Case ID: how-pr_8/html/0146-01.html
Source: Caselaw Access Project
Author: {"author": "Cady, Justice.", "license": "Public Domain", "url": "https://static.case.law/"}
Date Created: 2024-08-24T03:29:51.129683

SUPREME COURT.
    Putnam agt. De Forest, executor, &c.
    Section 153 of the Code, as amended in 1853, is the only one which authorizes a plaintiff to reply; and that only authorizes a reply, when the defendant’s answer contains new matter, constituting a “ counter-claim.”
    Where a reply denies the allegations in the answer and sets up new matter in avoidance of new matter in the answer not containing a counter-claim, these allegations in the reply will be stricken out as redundant.
    
      Saratoga Special Term,
    
    
      February 1853.
    The action was on a note alleged to have been made by the testator to the plaintiff for $2000, payable with interest.
    1. The answer first denied the execution, &c., of the note.
    2. Pleaded want of consideration; that the note was intended as a gratuity, or gift.
    3. That the note was obtained by the covin and fraud of plaintiff.
    4. That since the death of the testator, the plaintiff presented the note (which was then due) to the executor for payment, and the executor rejected the same and refused payment; and that more than six months had elapsed since such rejection, previous to the commencement of this suit, whereby it became barred by statute.
    The plaintiff to this answer put in a reply, denying each of the several special defences set up in the answer, and set up a detail of special matter in avoidance of the answer.
    A motion to strike out this reply was made on behalf of the defendant, on the ground that no reply was necessary or proper in this case, because the answer did not set up a counter-claim, within the meaning of sections 149 and 150 of the Code, as amended, and that it was only proper for the plaintiff to interpose a reply when the answer set up a counter-claim (see § 153 as amended).
    F. Fish, for the Motion.
    
    A. Bockes, Contra.
    
   Cady, Justice.

This motion makes it necessary to decide whether a plaintiff can in any case reply, unless the defendant in his answer sets up a counter-claim. Section 153 of the Code, as amended in 1852, is the only one which authorizes a plaintiff to reply, and that only authorizes a reply when the defendant’s answer contains new matter, constituting a counter-claim.
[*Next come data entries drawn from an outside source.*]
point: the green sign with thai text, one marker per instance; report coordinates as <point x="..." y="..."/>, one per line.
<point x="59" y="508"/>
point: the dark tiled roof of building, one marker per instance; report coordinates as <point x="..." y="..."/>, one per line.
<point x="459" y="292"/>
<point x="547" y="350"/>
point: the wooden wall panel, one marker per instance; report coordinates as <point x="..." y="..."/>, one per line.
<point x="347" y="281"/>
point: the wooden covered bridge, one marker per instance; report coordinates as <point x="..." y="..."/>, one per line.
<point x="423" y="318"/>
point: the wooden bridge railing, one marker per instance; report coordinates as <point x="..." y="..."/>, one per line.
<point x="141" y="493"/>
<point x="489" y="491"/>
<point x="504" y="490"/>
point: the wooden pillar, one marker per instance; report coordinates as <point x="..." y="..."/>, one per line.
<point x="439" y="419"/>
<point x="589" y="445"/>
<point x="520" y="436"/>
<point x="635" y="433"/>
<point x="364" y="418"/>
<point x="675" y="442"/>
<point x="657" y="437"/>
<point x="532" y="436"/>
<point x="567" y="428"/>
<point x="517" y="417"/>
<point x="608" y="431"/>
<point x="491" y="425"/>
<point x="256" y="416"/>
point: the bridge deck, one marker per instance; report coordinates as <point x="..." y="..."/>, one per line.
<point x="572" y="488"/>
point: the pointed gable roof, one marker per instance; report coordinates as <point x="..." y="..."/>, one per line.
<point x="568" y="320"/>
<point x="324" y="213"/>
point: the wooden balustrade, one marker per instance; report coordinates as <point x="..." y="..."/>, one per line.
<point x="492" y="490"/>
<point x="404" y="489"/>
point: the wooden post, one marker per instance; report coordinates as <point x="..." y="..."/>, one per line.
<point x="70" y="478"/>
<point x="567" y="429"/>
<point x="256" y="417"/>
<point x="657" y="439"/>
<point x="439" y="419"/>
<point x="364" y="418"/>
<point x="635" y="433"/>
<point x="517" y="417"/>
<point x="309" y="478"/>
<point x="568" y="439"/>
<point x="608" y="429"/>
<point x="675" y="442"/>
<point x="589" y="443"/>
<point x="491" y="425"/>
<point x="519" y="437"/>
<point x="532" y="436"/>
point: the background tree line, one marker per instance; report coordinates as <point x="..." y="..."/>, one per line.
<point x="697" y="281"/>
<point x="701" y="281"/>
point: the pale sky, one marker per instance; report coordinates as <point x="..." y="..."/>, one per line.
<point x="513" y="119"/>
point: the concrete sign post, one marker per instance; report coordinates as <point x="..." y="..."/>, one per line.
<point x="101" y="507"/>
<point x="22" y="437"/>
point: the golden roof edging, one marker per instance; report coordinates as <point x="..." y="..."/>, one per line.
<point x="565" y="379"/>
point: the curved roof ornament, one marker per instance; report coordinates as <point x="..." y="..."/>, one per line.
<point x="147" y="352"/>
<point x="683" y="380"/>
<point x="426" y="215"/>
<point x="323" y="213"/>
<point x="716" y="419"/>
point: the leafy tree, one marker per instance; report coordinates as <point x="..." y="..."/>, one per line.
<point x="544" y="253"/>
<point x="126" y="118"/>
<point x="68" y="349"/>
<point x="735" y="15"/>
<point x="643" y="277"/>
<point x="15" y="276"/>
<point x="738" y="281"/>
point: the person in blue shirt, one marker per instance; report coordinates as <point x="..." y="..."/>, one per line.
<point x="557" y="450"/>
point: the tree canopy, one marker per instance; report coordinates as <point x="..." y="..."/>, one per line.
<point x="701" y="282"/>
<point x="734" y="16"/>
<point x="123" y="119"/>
What is a counter-claim? According to the first and second subdivisions of section 150, a counter-claim is, 1st, a cause of action arising out of the contract or transaction set forth in the complaint, as the foundation of the plaintiff’s claim, or connected with the subject of the action.

2d. In an action arising on contract, any other cause of action arising also on contract, and existing at the commencement of the action.
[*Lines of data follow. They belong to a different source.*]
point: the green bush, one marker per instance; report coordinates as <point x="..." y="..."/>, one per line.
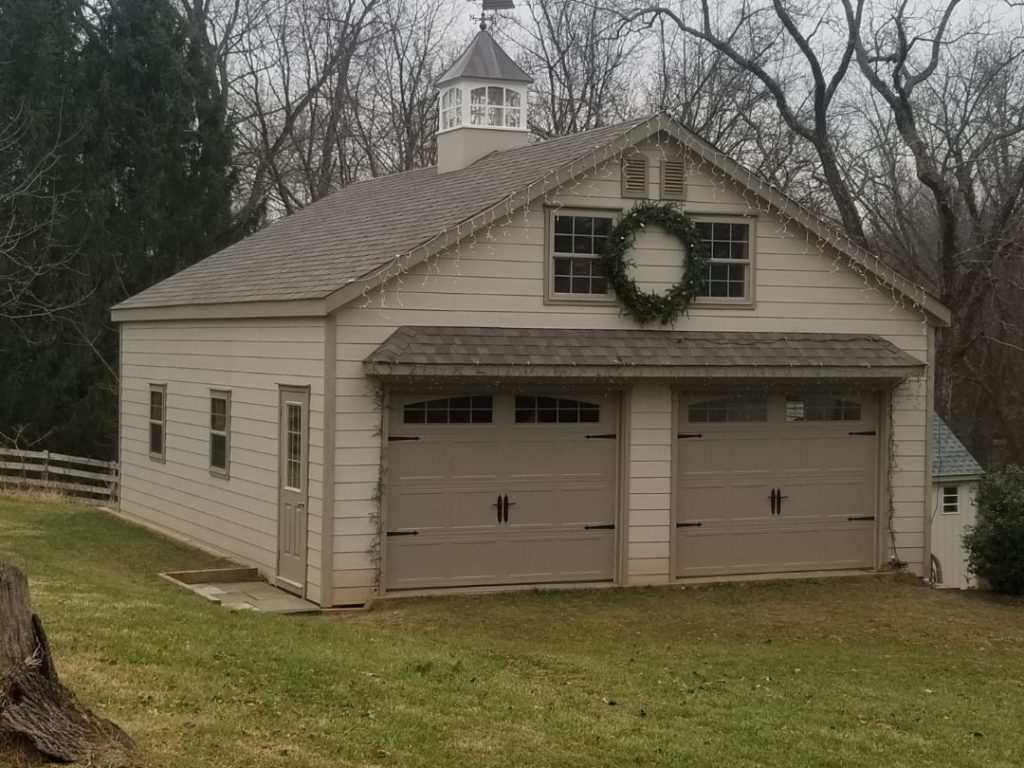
<point x="995" y="544"/>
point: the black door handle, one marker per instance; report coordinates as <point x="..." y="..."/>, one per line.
<point x="506" y="507"/>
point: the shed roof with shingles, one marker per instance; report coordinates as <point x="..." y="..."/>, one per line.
<point x="424" y="348"/>
<point x="365" y="230"/>
<point x="949" y="457"/>
<point x="341" y="238"/>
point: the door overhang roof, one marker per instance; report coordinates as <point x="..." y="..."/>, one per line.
<point x="431" y="351"/>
There is nothing in the defendant’s answer resembling'a counter-claim. The defendant in his answer does not claim to have any cause of action against the plaintiff. The whole object of the answer is to show that the plaintiff has no cause of action upon the note set out in the complaint. The reply, therefore, was wholly unnecessary and unauthorized.

By section 168 of the Code, every material allegation of new matter in the answer, constituting a counter-claim not controverted by the reply, as prescribed in section 153, shall for the ■purposes of the action be taken as true. But the allegation of new matter in the answer, not relating to a counter-claim, or of new matter in a reply, is to be deemed controverted by the adverse party, as upon a direct denial or avoidance, as the case may require.”

That part of the reply in which the plaintiff denies the allegation in the answer, as well as that part in which new matter is stated in avoidance of the new matter alleged in the answer, must be regarded as redundant matter, and may be stricken out on motion of any person aggrieved thereby. It is a sufficient grievance to justify the motion, that a party has been compelled to read ten folios of redundant matter, to ascertain whether it be matter which ought to incumber the record.

I am of opinion that the plaintiff had no right to reply in this case, and that his reply ought to be struck out'as redundant matter, with ten dollars costs of the motion.